Tom broke off a piece of his croissant (or curazán, as it was called on the menu) – no doughnuts for them, they were modern cops – and ate it undunked. He had once told her that he didn’t like dunking croissants because it made the coffee buttery, and she had retorted that she liked it for that very reason. “Only this time,” he went on, “brother Safet won’t be a co-defendant but a potential witness for the prosecution.”

“I’ve got to hand it to you,” Claudia said. “You do come up with some fanciful theories, but eventually one of them does pan out. I mean, what you confronted Omar with was pure theory...”

“Speculation,” Tom said with a grin and a shrug.

“... and he didn’t even try to deny it, though we had no evidence yet that the gun and the phone were his.”

“It must have hit him at that moment that you can’t just wipe off prints with a tissue. Still, it was pretty clever of him to hide them in the tissue box, in the ladies’ room yet.”

“Do you know what you remind me of?” she asked him rhetorically. She was in an expansive mood and didn’t wait for his response. “A book that I read a kid,” she went on, “by Jules Verne, only I thought that they were by a Spanish writer named Julio Verne, because my grandparents would send me the Spanish versions from Colombia, and I didn’t pay attention to the little line that said traducido del francés.

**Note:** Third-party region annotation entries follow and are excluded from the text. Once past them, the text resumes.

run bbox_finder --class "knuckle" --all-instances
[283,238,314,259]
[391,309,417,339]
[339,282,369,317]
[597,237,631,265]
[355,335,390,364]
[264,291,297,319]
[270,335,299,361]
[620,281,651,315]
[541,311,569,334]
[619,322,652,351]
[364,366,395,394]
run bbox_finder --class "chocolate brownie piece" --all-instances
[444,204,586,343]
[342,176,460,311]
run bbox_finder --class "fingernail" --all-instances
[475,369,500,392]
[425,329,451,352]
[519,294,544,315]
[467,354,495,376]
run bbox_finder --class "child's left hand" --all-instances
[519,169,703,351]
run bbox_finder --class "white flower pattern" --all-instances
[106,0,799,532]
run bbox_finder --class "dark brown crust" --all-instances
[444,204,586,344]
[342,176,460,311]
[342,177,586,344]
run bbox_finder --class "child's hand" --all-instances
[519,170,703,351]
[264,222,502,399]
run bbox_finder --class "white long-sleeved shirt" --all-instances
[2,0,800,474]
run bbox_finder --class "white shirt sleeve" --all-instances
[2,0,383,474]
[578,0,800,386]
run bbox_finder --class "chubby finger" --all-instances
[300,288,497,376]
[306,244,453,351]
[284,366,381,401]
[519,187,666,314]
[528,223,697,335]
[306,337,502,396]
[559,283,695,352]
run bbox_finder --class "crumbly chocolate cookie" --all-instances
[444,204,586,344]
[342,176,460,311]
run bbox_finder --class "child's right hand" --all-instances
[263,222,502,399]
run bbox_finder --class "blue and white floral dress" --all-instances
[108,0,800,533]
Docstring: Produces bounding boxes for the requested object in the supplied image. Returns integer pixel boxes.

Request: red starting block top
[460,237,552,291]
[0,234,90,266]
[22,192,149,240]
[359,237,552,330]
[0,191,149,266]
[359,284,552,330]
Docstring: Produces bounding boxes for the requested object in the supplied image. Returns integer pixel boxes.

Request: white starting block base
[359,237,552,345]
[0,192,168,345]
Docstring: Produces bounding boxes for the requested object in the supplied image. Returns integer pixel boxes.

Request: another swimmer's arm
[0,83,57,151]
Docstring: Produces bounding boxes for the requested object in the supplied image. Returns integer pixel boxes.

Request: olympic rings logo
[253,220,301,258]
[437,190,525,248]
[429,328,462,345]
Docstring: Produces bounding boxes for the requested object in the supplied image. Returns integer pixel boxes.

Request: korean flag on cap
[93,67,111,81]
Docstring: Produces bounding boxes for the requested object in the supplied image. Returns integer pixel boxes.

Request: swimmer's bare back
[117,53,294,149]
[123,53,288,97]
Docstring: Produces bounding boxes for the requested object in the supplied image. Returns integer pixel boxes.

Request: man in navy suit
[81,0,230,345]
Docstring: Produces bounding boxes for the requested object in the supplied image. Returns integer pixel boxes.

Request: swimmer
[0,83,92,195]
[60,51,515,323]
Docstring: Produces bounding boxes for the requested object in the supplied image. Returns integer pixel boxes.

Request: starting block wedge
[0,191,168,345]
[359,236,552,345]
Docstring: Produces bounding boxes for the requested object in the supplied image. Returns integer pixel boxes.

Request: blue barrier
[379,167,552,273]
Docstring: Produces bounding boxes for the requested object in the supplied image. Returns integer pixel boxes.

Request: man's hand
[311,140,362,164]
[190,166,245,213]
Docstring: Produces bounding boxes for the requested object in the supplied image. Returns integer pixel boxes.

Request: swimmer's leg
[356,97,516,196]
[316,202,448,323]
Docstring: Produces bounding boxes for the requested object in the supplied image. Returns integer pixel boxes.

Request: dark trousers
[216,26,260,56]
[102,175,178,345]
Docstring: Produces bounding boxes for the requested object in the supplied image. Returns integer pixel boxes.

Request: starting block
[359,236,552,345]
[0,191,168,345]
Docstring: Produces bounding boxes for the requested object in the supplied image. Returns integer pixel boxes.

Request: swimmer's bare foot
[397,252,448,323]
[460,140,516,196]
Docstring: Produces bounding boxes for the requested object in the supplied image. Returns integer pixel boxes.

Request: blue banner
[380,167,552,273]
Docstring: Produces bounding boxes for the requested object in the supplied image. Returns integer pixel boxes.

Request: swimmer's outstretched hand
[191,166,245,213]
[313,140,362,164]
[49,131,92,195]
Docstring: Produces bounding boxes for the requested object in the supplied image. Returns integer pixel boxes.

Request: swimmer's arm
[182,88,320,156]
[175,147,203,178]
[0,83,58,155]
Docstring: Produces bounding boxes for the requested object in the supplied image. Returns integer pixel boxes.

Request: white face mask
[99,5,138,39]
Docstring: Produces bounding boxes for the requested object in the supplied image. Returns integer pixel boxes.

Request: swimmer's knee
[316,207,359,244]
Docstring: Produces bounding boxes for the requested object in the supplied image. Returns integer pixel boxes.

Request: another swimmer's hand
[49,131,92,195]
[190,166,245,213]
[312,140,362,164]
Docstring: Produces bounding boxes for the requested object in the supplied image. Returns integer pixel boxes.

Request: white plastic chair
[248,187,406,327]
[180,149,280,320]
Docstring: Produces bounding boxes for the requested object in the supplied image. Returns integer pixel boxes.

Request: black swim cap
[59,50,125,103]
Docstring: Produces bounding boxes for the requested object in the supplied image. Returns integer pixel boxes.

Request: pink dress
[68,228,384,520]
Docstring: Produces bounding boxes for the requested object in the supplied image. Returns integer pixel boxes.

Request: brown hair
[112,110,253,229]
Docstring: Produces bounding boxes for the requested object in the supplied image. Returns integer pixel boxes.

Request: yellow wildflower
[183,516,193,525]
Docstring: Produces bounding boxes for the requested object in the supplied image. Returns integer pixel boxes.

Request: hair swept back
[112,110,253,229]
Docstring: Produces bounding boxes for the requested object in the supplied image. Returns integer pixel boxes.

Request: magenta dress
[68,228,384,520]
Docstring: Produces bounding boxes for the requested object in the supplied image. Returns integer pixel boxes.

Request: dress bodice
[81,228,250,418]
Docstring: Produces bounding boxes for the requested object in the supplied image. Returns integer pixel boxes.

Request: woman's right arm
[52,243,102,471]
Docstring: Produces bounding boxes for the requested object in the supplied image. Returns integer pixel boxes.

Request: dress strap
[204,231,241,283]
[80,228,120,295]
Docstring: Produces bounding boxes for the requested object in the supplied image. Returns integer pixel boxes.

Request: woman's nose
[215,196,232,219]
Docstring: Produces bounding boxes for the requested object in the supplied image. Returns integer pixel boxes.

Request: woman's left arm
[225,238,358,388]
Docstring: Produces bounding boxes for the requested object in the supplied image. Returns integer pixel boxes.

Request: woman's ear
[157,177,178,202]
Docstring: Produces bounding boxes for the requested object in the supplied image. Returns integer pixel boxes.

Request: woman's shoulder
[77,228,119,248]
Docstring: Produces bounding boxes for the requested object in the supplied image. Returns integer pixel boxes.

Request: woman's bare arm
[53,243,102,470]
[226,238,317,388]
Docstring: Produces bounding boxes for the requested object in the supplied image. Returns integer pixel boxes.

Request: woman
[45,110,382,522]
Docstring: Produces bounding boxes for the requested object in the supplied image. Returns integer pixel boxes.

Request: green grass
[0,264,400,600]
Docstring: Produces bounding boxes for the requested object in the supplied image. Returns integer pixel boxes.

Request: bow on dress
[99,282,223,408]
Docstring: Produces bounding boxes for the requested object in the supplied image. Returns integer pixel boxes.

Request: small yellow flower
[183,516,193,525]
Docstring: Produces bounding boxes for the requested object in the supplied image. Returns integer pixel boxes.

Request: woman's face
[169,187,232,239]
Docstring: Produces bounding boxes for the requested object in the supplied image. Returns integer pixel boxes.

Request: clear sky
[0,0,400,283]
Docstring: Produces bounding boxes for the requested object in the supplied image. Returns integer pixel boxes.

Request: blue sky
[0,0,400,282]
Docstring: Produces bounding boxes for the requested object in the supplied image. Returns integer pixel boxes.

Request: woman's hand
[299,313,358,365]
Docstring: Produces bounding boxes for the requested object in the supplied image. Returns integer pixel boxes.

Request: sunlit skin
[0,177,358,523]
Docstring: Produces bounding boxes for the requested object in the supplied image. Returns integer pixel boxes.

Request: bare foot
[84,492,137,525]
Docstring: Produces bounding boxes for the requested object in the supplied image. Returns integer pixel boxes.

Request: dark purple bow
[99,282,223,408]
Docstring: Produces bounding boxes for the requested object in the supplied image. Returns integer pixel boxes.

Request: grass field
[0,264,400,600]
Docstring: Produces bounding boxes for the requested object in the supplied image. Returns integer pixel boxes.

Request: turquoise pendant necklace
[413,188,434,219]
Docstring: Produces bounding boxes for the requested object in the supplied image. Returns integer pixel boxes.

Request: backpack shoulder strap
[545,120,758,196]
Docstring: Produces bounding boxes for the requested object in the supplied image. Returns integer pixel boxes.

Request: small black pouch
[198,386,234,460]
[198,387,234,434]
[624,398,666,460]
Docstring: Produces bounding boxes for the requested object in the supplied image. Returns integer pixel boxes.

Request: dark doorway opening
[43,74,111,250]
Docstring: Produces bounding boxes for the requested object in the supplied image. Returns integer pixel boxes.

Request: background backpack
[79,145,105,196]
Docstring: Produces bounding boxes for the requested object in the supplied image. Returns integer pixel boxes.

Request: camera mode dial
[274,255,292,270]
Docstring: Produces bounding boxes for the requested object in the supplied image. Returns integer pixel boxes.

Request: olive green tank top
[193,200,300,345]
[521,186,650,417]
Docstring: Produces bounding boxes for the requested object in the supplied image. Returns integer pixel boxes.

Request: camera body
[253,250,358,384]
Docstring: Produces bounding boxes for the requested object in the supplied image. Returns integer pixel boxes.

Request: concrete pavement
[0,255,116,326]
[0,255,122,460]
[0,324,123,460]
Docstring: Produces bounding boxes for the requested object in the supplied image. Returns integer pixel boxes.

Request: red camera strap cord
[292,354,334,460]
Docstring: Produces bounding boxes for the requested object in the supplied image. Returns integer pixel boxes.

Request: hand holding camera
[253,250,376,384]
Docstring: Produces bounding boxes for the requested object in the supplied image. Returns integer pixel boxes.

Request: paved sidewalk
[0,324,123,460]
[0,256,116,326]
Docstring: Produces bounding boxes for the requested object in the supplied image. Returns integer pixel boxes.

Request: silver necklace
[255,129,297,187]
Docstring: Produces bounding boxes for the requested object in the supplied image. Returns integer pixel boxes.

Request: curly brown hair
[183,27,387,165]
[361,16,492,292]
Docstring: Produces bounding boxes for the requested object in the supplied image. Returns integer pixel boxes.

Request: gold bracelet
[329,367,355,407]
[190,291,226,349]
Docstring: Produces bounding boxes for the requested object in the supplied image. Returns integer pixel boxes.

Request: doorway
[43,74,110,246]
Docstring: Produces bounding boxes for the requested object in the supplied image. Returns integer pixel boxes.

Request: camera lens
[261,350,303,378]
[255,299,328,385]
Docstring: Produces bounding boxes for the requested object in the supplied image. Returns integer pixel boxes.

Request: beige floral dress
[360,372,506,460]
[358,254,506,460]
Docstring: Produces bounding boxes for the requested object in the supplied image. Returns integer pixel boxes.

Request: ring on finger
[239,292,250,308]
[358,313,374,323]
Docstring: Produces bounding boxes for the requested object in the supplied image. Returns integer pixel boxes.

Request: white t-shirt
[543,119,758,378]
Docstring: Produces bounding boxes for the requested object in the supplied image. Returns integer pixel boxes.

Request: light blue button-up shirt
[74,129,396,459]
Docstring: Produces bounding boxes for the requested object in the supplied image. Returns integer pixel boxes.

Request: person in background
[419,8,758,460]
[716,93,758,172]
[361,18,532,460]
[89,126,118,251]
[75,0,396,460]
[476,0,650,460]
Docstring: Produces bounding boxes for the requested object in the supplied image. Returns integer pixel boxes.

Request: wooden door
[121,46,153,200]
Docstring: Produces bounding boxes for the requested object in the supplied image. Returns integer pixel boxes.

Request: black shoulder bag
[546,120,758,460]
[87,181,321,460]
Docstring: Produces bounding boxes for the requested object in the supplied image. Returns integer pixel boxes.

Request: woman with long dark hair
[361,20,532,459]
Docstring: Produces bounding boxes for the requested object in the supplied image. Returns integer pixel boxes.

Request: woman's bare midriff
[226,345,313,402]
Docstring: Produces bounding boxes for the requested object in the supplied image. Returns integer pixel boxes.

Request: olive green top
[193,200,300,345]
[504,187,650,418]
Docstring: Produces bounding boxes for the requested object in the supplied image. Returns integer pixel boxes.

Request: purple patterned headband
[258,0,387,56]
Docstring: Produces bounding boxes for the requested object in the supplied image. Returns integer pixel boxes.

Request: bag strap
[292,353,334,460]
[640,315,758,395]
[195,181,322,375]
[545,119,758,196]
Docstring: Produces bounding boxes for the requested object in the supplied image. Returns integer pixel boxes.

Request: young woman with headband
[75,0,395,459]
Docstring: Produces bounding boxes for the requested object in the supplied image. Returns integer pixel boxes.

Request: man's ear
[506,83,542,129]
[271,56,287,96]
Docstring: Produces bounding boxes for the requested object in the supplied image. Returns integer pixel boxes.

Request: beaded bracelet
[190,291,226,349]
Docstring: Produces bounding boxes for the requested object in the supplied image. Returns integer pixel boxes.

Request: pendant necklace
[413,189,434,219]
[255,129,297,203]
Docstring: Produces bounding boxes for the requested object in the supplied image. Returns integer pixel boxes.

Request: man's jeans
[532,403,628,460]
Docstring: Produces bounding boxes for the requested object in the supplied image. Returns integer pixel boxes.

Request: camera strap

“That’s funny,” Tom interjected. “My father had – still has, actually – Verne’s books in Serbian. Serbian can be written in either Cyrillic or Latin letters, and these were printed in Tito’s Yugoslavia in Latin letters so that Croats could read them too, but whichever way you write it, foreign names are transcribed phonetically, so what’s on the spine is Žil Vern, that’s Z with a hachek, I, L, and Vern without an E at the end. Croatian doesn’t do that, and that’s one way to tell them apart. Anyway, what do I remind you of?”

“My favorite book by Verne is called Los hijos del capitán Grant in Spanish, Captain Grant’s Children, though the English version has a different title. Anyway, someone, a Scottish lord to be exact, finds a bottle with a message from a Scottish captain named Grant who had been lost at sea two years before. The message is in three languages, but most of the letters have been obliterated, and the only thing that’s certain is the latitude where the ship was wrecked. The lord and his lady contact the captain’s kids, a boy and a girl, and together with an eccentric French scientist they go off to try to find him. They try to locate him by filling in the missing letters in the three languages, and several times they get it wrong, but eventually they find him. That’s what you remind me of. Oh, yes, there’s also a bad guy who gives them a false lead along the way.”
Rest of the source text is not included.